The book became a New York Times Bestseller in August 2016, remaining on the bestseller list for in excess of 47 weeks.

=== Special edition ===
A higher-priced limited "blacklight edition" of the book was announced at New York Comic Con 2016 as a more canonical version of the book featuring invisible ink, real parchment paper, a magnifying glass, and physical Polaroids, similar to the show. The book is also packaged in paper unlike the book's dustjacket. The book was initially announced to have a release on February 14, 2017 but was postponed to June 13, 2017 after overwhelming pre-order demands, with only 10,000 copies being made available.

== Foreign releases ==

Cover for the special "blacklight" edition of the book.

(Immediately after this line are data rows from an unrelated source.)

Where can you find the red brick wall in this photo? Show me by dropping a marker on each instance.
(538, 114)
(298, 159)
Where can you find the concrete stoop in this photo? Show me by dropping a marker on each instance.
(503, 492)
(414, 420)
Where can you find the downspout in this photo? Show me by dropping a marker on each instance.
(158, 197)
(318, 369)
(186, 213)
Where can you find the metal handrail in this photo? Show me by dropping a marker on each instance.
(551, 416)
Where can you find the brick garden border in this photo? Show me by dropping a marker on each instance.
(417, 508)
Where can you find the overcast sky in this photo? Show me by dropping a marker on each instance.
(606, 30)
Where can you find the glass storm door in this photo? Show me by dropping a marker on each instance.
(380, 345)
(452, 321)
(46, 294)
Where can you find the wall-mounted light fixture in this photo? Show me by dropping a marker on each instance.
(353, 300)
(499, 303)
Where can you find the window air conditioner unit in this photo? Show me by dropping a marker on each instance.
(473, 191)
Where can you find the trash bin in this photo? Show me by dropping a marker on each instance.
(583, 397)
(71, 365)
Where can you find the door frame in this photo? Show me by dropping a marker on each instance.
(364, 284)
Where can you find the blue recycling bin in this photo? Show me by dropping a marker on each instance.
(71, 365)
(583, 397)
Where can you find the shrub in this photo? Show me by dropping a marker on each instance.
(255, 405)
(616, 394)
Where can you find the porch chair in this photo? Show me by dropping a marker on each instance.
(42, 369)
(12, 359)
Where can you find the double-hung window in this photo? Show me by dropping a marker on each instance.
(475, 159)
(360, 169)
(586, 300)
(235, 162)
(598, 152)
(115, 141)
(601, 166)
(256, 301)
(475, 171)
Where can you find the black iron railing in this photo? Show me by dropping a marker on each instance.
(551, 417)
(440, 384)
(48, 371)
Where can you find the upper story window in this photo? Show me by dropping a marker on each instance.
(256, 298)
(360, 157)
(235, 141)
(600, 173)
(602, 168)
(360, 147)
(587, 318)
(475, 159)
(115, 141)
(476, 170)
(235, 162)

| Language | Title | Publisher | Date published | ISBN | Binding | Translators |
| Russian | Гравити Фолз Дневник 3 | Эксмо | June 6, 2017 | ISBN 978-5699906567 | Hardcover | Осьмачко Є.О. |
| Spanish | Gravity Falls: Diario 3 | Planeta México | June 15, 2017 | ISBN 978-6070741050 | Paperback | — |
| Gravity Falls: Diario 3 | Libros Disney | March 5, 2019 | ISBN 978-8417529468 | Hardcover | — |
| Portuguese | O Diário Perdido de Gravity Falls | Dom Quixote | July 1, 2018 | ISBN 978-9722064873 | Hardcover | Raquel Nakasone; Aline Uchida |
| Hebrew | גרוויטי פולס : יומן 3 חלק א' | Yedioth Books | April 2018 | — | Hardcover | — |
| French | GRAVITY FALLS - le journal | Hachette Romans | March 21, 2018 | ISBN 978-2016269480 | Paperback | Valérie Drouet |

=== Differences in foreign releases ===

- Due to anti-LGBTQIA+ laws in Russia, the book removed a drawing depicting Dipper Pines kissing "Mermando the Merman".
- Spanish had a paperback and a hardcover release. Both books are smaller in comparison to the original. Only the paperback version had a dustjacket.
  - The hardcover version's lack of a dustjacket meant the branding and logos were placed on the book cover. The portal blueprints contained at the back of the dustjacket were made into a page at the end of the book.
- French's paperback release is similar to the Spanish hardcover version with its lack of a dustjacket.
- Spanish and Portuguese releases had to be republished due to outrage from media outlets. The outrage came from a note from Bill Cipher possessing Dipper Pines, it reads how he plans to throw his body to act like a suicide and suggests his sister Mabel to "join him".
- Hebrew releases were split into 2 separate books. The first book ends right after Stanford "Ford" Pines' disappearance.